To better evaluate its use in cooking, it should be considered that heating promotes fluidity but also rapid oxidation which, although countered by phenolic components can significantly limit its freshness, vitamin intake and digestibility; these less positive transformation factors are strongly influenced by the duration and temperature of cooking.

Sweet and short cooking times are therefore favored, which we can apply to sautés and sauces, while for roasts and stews the time will be lengthened; hence the possibility of using a modest amount of oil at the beginning of preparation, looking for the emulsion effect and then adding a new step raw in serving the dish that will be definitely enhanced.

To consider that, in some meat recipes we may already count on the presence of fatty portions present in the cut used and that it will still be possible to add some at any time during cooking, given the almost immediate amalgamation capacity that oil possesses.

A true extra virgin fruits so much, let us learn to apply sensitivity and wisdom in its daily use; we will reap benefits in taste, health and wallet, without sacrificing quality and typicality.

But the technique most strongly linked to the use of oil is certainly frying, i.e., that in which food is immersed to cook at high temperatures, between 140° and 180° and even here extra virgin turns out to be the winner, as it maintains its ‘smoke point’ (threshold of tolerance beyond which harmful degradations are created) at about 200° compared to seed oils, margarine, butter, lard. We are talking about convention cooking, where the strong external heat causes the food to release liquid and/or transform certain ingredients until the typical crispy surface is generated.

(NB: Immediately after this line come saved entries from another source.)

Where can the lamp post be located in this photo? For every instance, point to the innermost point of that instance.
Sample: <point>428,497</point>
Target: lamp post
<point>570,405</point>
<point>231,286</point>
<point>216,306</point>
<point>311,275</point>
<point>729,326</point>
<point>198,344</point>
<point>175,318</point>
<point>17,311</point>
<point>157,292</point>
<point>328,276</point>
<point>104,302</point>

There are foods that go directly into oil (potatoes), others that succeed better with a light flouring beforehand (small fish, squid); if you then also pass them in beaten egg, you get the so-called browning that can be applied to numerous vegetables (zucchini, artichokes, eggplant, onions) as well as other foods (brains, sweetbreads, cottage cheese).

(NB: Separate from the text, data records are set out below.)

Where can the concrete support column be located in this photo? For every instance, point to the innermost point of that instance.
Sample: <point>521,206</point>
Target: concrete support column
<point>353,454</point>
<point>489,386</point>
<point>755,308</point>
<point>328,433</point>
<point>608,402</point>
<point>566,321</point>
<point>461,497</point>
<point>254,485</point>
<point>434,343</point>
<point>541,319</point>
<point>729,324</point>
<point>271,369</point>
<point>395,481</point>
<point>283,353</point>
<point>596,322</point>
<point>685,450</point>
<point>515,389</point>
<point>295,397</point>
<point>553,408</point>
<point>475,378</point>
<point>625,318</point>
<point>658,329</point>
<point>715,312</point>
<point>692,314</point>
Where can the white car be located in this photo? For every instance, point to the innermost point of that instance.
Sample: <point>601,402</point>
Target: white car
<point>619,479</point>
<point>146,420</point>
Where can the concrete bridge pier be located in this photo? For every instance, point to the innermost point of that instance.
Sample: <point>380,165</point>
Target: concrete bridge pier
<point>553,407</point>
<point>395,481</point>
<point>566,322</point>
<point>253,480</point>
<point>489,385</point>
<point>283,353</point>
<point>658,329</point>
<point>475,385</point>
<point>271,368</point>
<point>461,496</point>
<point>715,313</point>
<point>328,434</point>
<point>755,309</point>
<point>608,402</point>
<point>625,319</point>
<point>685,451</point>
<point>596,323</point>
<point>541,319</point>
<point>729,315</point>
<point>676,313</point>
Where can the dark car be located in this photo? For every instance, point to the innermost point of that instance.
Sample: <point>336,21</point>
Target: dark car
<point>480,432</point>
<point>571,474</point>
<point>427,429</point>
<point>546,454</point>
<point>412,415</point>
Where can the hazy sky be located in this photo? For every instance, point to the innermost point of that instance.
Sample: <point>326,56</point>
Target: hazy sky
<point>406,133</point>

Steeping in egg and then in breadcrumbs generates breading which is perfect for sliced meat, lamb chops, chicken, rabbit, supplì. While the use of kneading foods is instead across the board and can be applied to vegetables (broccoli, stuffed zucchini flowers), fish (cod fillets) and the creation of savory or sweet pancakes.
Some important rules of good frying:

  • Heat the oil first and stabilize the temperature and cook in plenty of oil and appropriate containers;
  • do not put too many pieces together (they tend to stick together and reduce temperature) also avoid dipping cold foods;
  • dry each food well before introducing it directly and drain the fried food very well using paper towels;
  • consume the fried food while still hot and do not keep it covered (it becomes soft);
  • salt and sweeten only before serving at the table;
  • do not save the oil for reuse.

These are the values of extra virgin, an ancient food always in step with the times, an absolutely healthy and therefore incredibly modern condiment, which today finds further frontiers of use where sensitivity and taste can exalt themselves in new challenges.

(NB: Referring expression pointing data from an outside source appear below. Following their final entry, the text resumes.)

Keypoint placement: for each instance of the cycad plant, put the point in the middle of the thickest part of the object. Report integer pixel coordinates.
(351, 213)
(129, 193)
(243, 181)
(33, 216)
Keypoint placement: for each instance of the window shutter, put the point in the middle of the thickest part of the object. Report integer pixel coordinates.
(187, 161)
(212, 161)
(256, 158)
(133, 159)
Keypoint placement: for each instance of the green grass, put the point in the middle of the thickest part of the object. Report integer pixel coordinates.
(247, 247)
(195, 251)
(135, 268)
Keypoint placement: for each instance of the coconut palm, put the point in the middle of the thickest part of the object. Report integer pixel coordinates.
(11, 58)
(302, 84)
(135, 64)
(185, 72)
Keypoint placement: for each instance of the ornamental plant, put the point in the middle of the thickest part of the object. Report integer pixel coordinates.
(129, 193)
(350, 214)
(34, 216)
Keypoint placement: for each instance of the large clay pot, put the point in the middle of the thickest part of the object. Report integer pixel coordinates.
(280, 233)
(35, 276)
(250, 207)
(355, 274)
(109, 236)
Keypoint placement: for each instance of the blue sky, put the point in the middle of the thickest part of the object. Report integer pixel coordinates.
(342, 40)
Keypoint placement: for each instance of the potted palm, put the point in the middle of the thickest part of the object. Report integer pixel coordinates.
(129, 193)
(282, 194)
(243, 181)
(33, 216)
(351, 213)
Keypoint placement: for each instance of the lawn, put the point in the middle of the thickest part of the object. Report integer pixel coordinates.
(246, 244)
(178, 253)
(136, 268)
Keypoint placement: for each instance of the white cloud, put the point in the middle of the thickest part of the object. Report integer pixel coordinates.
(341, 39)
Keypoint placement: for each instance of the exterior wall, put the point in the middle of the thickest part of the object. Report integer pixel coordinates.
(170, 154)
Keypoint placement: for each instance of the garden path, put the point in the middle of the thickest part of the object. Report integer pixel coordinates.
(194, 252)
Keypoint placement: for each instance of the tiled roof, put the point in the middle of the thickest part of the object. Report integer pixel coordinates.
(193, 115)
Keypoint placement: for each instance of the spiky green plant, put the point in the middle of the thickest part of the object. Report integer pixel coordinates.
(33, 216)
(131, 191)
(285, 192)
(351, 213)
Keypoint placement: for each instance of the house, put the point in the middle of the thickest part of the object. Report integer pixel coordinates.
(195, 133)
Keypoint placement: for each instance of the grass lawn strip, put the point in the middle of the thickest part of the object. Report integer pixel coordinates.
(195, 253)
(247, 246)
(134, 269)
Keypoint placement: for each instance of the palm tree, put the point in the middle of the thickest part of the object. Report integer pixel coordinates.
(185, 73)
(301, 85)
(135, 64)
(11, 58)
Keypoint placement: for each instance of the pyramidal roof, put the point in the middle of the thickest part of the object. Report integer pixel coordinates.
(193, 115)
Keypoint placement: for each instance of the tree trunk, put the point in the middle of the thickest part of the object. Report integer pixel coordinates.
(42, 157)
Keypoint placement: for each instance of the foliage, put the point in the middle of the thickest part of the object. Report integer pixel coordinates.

Like that of signature cocktails, recently tackled with sagacity by one of Italy’s most intriguing bartenders, Massimo D’Addezio of the Stravinskji Bar at the Hotel De Russie in Rome. With a pinch of courage and good intuition, extra virgin therefore enters straight into the mix of the classic Bloody Mary, tying in with the presence of tomato, perhaps fresh and garnished with unfailing basil but it can also flavor a suave celery parfait to be placed alongside the explosive Red Snapper. Now that we are now in open ground the range of possible pairings expands giving space to typical vegetable fritters in combination with the various Martini recipes, up to the (apparently) sacrilegious conjunction of the savory Margarita to bruschetta with Canale Monterano bread (unsalted, wood-fired, sourdough) and a decidedly herbaceous extra virgin olive oil.